Cloud contact centre company Talkdesk has launched its Talkdesk Agent Assist product that claims to help call centre agents with some built-in artificial intelligence features.
The new assistant uses Talkdesk’s iQ native artificial intelligence (AI). This provides information to call agents in real time. The firm said that as a customer states their needs, agents are provided answers or supporting information immediately to expedite the conversation and simplify tasks.
It pulls in information from a knowledge base or CRM as a suggested action in real-time. It claimed this would significantly reduce handle time and improve customer experience. Additionally, information captured within the agent interface can be automatically added to account profiles or work item tickets, within the CRM, without any additional agent effort.
Rather than using third-party technology, Talkdesk Agent Assist is natively built and fully unified within the agent interface while keeping all data internally protected from third-party sharing.

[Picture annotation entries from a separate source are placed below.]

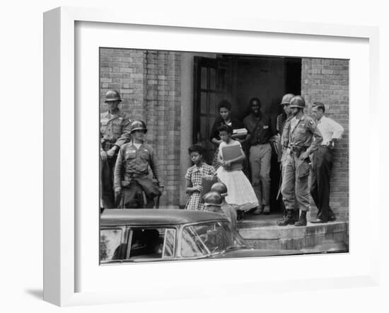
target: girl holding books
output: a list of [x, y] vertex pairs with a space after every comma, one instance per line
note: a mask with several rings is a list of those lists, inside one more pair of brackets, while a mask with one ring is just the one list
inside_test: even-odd
[[[235, 118], [231, 114], [231, 103], [226, 100], [222, 100], [218, 104], [218, 110], [219, 116], [215, 119], [212, 129], [211, 130], [211, 142], [215, 146], [215, 154], [212, 160], [212, 166], [216, 169], [219, 164], [217, 162], [217, 156], [219, 154], [219, 145], [221, 143], [222, 140], [219, 135], [219, 127], [223, 125], [228, 125], [231, 126], [233, 130], [240, 129], [243, 130], [245, 125], [237, 118]], [[238, 138], [239, 135], [233, 135], [233, 137], [236, 137], [237, 140], [240, 141]], [[240, 136], [241, 137], [241, 136]]]
[[202, 178], [205, 176], [216, 175], [215, 169], [204, 161], [204, 148], [199, 144], [194, 144], [188, 149], [190, 159], [193, 166], [190, 167], [186, 178], [186, 193], [190, 195], [185, 205], [185, 210], [204, 210], [204, 203], [200, 198], [202, 191]]
[[216, 171], [220, 181], [227, 186], [228, 194], [226, 201], [237, 205], [242, 212], [248, 211], [258, 206], [258, 200], [252, 186], [242, 171], [245, 159], [240, 143], [231, 138], [232, 128], [221, 125], [219, 134], [222, 142], [219, 147], [218, 163], [221, 165]]

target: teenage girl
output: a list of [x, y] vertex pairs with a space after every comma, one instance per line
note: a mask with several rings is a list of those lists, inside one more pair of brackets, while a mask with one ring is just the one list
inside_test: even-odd
[[[227, 186], [228, 194], [226, 197], [226, 201], [228, 204], [236, 205], [237, 209], [242, 213], [257, 207], [258, 200], [250, 181], [242, 170], [231, 169], [232, 164], [243, 164], [246, 157], [240, 143], [231, 138], [232, 131], [232, 128], [226, 125], [219, 128], [219, 135], [222, 142], [219, 147], [218, 155], [218, 162], [221, 166], [217, 169], [216, 174], [220, 181]], [[234, 145], [240, 149], [240, 155], [231, 160], [225, 160], [223, 148]]]
[[194, 144], [189, 148], [188, 152], [194, 165], [187, 169], [185, 174], [186, 193], [190, 195], [185, 210], [204, 210], [204, 203], [200, 199], [202, 178], [205, 176], [214, 176], [216, 171], [212, 166], [204, 161], [204, 149], [202, 146]]

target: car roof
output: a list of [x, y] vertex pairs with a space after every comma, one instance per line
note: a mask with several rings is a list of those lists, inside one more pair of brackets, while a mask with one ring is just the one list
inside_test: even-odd
[[178, 225], [228, 220], [221, 214], [197, 210], [105, 209], [100, 215], [101, 226]]

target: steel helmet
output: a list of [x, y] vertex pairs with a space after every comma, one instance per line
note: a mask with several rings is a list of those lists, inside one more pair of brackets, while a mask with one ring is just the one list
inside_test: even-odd
[[284, 104], [291, 104], [291, 100], [292, 98], [294, 97], [294, 95], [293, 93], [286, 93], [284, 94], [282, 97], [282, 99], [281, 100], [281, 106]]
[[212, 185], [211, 187], [211, 191], [216, 191], [216, 193], [219, 193], [220, 195], [221, 195], [221, 198], [226, 197], [228, 195], [227, 186], [220, 181]]
[[204, 197], [204, 203], [205, 205], [216, 205], [221, 206], [223, 200], [221, 199], [221, 195], [216, 191], [210, 191], [208, 193], [206, 193]]
[[147, 132], [147, 128], [146, 127], [146, 123], [141, 120], [136, 120], [131, 123], [129, 127], [130, 133], [135, 130], [143, 130], [145, 133]]
[[117, 90], [108, 90], [105, 93], [105, 101], [121, 101], [120, 93]]
[[291, 100], [291, 108], [305, 108], [306, 101], [302, 96], [295, 96]]

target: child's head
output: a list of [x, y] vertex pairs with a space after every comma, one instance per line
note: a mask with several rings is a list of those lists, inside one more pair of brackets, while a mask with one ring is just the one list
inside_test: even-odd
[[135, 142], [142, 142], [144, 135], [147, 132], [146, 123], [143, 120], [136, 120], [131, 124], [130, 132]]
[[224, 142], [228, 142], [232, 135], [232, 127], [228, 125], [222, 125], [219, 127], [219, 135]]
[[202, 161], [205, 150], [202, 146], [199, 144], [193, 144], [192, 147], [189, 147], [187, 151], [191, 161], [194, 164], [199, 164]]
[[223, 203], [223, 199], [219, 193], [216, 191], [209, 191], [204, 197], [204, 209], [207, 211], [217, 212], [221, 210], [220, 206]]
[[218, 105], [219, 113], [223, 120], [228, 120], [231, 113], [231, 103], [226, 100], [222, 100]]
[[214, 183], [211, 187], [211, 191], [219, 193], [221, 198], [224, 198], [228, 195], [227, 193], [227, 186], [221, 181]]

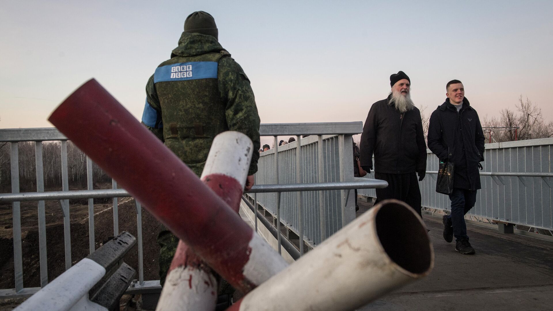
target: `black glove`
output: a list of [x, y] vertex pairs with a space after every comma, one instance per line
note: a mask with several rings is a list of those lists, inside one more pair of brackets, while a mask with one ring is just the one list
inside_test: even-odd
[[426, 175], [426, 172], [424, 171], [419, 172], [418, 174], [419, 174], [419, 181], [422, 182], [422, 179], [424, 179], [424, 177]]
[[366, 172], [367, 174], [371, 174], [371, 169], [373, 168], [371, 167], [364, 167], [364, 166], [362, 166], [361, 168], [362, 168], [363, 169], [365, 170], [365, 172]]

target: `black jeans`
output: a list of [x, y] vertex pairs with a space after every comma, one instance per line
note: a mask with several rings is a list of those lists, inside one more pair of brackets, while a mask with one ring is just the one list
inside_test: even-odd
[[457, 241], [461, 239], [468, 240], [465, 214], [468, 212], [476, 203], [476, 190], [453, 188], [449, 197], [451, 200], [451, 214], [447, 217], [453, 224], [453, 234]]

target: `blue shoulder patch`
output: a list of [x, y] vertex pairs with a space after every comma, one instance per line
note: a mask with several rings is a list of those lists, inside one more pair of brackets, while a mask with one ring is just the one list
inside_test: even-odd
[[217, 79], [216, 61], [190, 61], [158, 67], [154, 83], [198, 79]]
[[142, 122], [150, 127], [163, 128], [161, 114], [150, 106], [147, 99], [144, 106], [144, 112], [142, 112]]

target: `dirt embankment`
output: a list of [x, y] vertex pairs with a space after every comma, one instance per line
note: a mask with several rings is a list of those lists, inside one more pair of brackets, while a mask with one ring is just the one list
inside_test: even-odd
[[[137, 234], [137, 212], [134, 200], [118, 205], [119, 231]], [[95, 247], [97, 249], [113, 236], [112, 204], [106, 200], [95, 200]], [[121, 202], [121, 199], [119, 199]], [[65, 270], [63, 214], [58, 201], [45, 203], [48, 280], [51, 281]], [[70, 200], [71, 262], [73, 265], [88, 255], [88, 207], [87, 200]], [[0, 204], [0, 289], [14, 288], [13, 232], [12, 204]], [[23, 285], [40, 286], [39, 256], [38, 217], [36, 202], [21, 203], [22, 248]], [[147, 210], [142, 209], [142, 237], [145, 280], [159, 279], [156, 242], [161, 225]], [[125, 256], [125, 262], [137, 271], [138, 247], [135, 246]]]

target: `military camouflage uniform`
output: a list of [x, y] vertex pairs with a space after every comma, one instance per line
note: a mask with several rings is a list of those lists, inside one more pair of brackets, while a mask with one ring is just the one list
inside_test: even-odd
[[[259, 149], [259, 117], [249, 80], [242, 68], [211, 35], [183, 32], [171, 58], [162, 63], [146, 85], [142, 122], [199, 177], [213, 138], [237, 131]], [[248, 175], [257, 171], [254, 152]], [[161, 284], [178, 239], [161, 231]]]

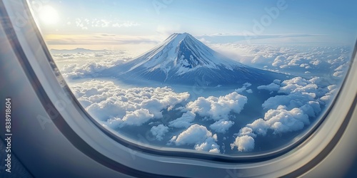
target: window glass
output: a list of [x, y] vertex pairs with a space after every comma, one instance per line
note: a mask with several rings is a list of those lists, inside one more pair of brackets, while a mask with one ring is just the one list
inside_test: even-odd
[[301, 138], [351, 63], [356, 1], [29, 1], [78, 100], [154, 146], [239, 155]]

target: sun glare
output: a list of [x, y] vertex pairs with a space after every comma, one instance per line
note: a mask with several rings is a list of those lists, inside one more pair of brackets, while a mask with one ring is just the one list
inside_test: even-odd
[[51, 6], [44, 6], [39, 12], [39, 16], [46, 24], [55, 24], [59, 20], [57, 11]]

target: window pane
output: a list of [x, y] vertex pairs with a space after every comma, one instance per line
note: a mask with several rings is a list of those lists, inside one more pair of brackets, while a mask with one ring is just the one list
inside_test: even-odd
[[149, 145], [240, 155], [301, 138], [348, 69], [357, 2], [31, 1], [72, 92]]

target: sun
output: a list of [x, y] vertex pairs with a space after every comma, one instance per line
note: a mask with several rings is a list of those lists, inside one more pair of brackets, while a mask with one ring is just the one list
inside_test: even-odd
[[49, 25], [56, 24], [59, 20], [59, 16], [57, 11], [49, 5], [43, 6], [39, 15], [41, 21]]

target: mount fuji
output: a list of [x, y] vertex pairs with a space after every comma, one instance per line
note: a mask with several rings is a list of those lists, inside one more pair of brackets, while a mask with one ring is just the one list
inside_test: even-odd
[[174, 33], [149, 52], [101, 72], [102, 76], [161, 83], [231, 85], [270, 83], [281, 73], [245, 66], [214, 51], [191, 35]]

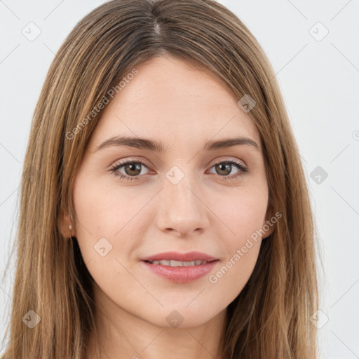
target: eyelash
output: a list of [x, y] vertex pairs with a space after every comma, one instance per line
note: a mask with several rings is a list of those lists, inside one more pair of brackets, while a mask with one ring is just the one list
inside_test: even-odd
[[[123, 165], [125, 165], [128, 163], [140, 163], [141, 165], [143, 165], [144, 167], [147, 168], [146, 164], [144, 163], [143, 162], [141, 162], [140, 161], [126, 160], [123, 162], [121, 162], [120, 163], [115, 164], [110, 168], [109, 170], [113, 172], [114, 176], [118, 177], [120, 178], [120, 180], [123, 179], [123, 180], [126, 180], [128, 181], [134, 181], [134, 180], [139, 180], [138, 175], [137, 175], [137, 177], [130, 177], [130, 176], [123, 175], [122, 173], [119, 174], [117, 172], [117, 170], [118, 169], [120, 169], [121, 167], [123, 167]], [[240, 162], [237, 162], [236, 160], [222, 161], [217, 162], [216, 163], [214, 163], [212, 165], [211, 168], [212, 167], [215, 166], [216, 165], [219, 165], [221, 163], [227, 163], [229, 165], [235, 165], [238, 170], [240, 170], [240, 171], [237, 174], [233, 175], [230, 177], [219, 175], [219, 177], [223, 177], [223, 180], [226, 180], [226, 181], [231, 181], [231, 180], [237, 180], [238, 177], [243, 177], [247, 172], [248, 172], [248, 169], [247, 167], [244, 166]]]

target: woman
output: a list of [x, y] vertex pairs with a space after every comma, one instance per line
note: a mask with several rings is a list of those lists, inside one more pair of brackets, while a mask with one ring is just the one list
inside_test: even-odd
[[312, 213], [273, 69], [211, 0], [114, 0], [56, 54], [6, 358], [316, 358]]

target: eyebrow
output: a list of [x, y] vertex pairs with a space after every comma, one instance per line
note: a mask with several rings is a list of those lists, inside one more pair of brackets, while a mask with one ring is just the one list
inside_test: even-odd
[[[203, 146], [202, 151], [212, 151], [215, 149], [226, 149], [233, 146], [250, 145], [257, 151], [259, 150], [255, 141], [248, 137], [239, 137], [236, 138], [224, 138], [216, 141], [208, 141]], [[148, 138], [140, 138], [137, 137], [114, 136], [108, 138], [101, 144], [97, 146], [95, 152], [110, 146], [123, 146], [134, 147], [139, 149], [148, 149], [158, 153], [165, 152], [167, 147], [163, 142], [157, 142]]]

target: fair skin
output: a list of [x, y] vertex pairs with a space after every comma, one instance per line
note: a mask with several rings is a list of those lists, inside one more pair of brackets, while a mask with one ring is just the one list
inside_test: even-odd
[[[209, 280], [266, 224], [269, 194], [256, 126], [225, 85], [192, 65], [162, 56], [136, 67], [138, 74], [106, 106], [76, 174], [72, 235], [95, 280], [102, 344], [91, 335], [86, 359], [219, 358], [226, 307], [250, 278], [261, 241], [270, 234], [215, 283]], [[166, 149], [114, 144], [96, 151], [118, 135], [150, 138]], [[240, 136], [258, 148], [201, 151], [208, 141]], [[144, 163], [137, 172], [133, 165], [116, 170], [132, 181], [111, 171], [123, 160]], [[241, 170], [224, 165], [233, 160], [248, 172], [235, 178]], [[174, 165], [184, 175], [175, 184], [166, 177]], [[102, 238], [102, 247], [112, 246], [103, 257], [94, 249]], [[140, 261], [194, 250], [219, 260], [190, 283], [159, 277]], [[166, 319], [173, 311], [182, 318], [175, 327]]]

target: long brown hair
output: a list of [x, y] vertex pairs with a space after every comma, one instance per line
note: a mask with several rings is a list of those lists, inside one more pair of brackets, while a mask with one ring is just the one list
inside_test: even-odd
[[[6, 358], [83, 357], [95, 330], [93, 280], [76, 241], [74, 178], [108, 98], [137, 65], [163, 54], [194, 60], [249, 95], [262, 142], [269, 208], [282, 217], [251, 278], [230, 304], [223, 359], [317, 356], [315, 229], [299, 150], [273, 69], [243, 23], [212, 0], [114, 0], [85, 16], [61, 46], [37, 102], [21, 183]], [[76, 217], [75, 217], [76, 218]], [[32, 329], [24, 316], [41, 318]], [[32, 317], [32, 316], [33, 316]], [[37, 318], [38, 317], [36, 317]]]

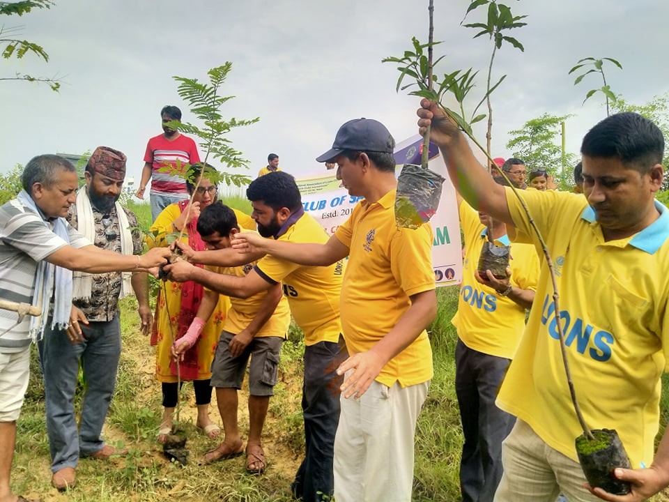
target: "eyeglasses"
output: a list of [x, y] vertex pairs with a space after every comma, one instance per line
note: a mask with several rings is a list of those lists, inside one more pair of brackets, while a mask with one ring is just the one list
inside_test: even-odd
[[213, 195], [217, 192], [218, 192], [218, 187], [215, 185], [212, 185], [210, 187], [198, 187], [195, 189], [195, 193], [198, 195], [203, 195], [205, 192], [208, 192], [210, 195]]
[[109, 241], [114, 241], [116, 237], [118, 237], [118, 234], [112, 228], [112, 224], [113, 222], [112, 217], [109, 215], [102, 215], [102, 223], [105, 227], [105, 236], [107, 237]]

“Giving agents next best actions in real-time and removing the burden of tedious data entry will allow them to stay focused on the customer, instead of worrying about the technology,” said Dale Sturgill, vice president of contact center operations at EmployBridge, in a statement. “We see Talkdesk Agent Assist as a game-changer for achieving our goal to reduce agent and customer effort while driving customer satisfaction.”
In an interview with UC Today, Cathal McGloin, CEO of ServisBOT, said that AI, such as the Talkdesk solution, is playing an increasing role in enabling contact centre agents to respond with more accurate knowledge at speed.
“However, the true value of conversational AI is in transforming the traditional contact centre”
“The power of natural language solutions and chatbots has matured to levels where bots can handle many of the routine requests in the contact centre, and can do so with increasing context, across multiple channels, 24/7,” he said.
He added that as AI and bots enable further automation of routine customer service tasks, the role of human contact centre agents will shift, allowing them to deal with more complex customer issues and business workflows that require more abstract problem-solving skills.
“My own view is that current enterprise AI strategies need to rapidly evolve beyond simple chatbots handling basic inbound queries, to harnessing AI in the form of intelligent bots, that perform specific tasks to support customer service teams across a whole range of inbound and proactive outbound processes, such as on-boarding new customers; filing claims; managing complaints; handling renewals, and providing proactive status updates,” he said.
Patrick Joggerst, CMO and EVP of Business Development at Ribbon Communications, told UC Today that too many engagements are still disjointed, for example when you’re calling a contact centre to ask about your phone bill.
“Generally you’ll have to type in or verbally provide your details and if at some point during the call you get transferred to another agent or department you’re forced to go through the same process again, which can be both time consuming and frustrating,” he said.
“But once you bring real-time comms and AI into the engagement, a customer enters their information once, gets their first questions answered by a chatbot, and is seamlessly escalated to a live agent only if necessary”
“Since the human agent already has all of the information in front of them, the conversation flows more smoothly, the customer saves time, and the entire quality of the experience has gone up.”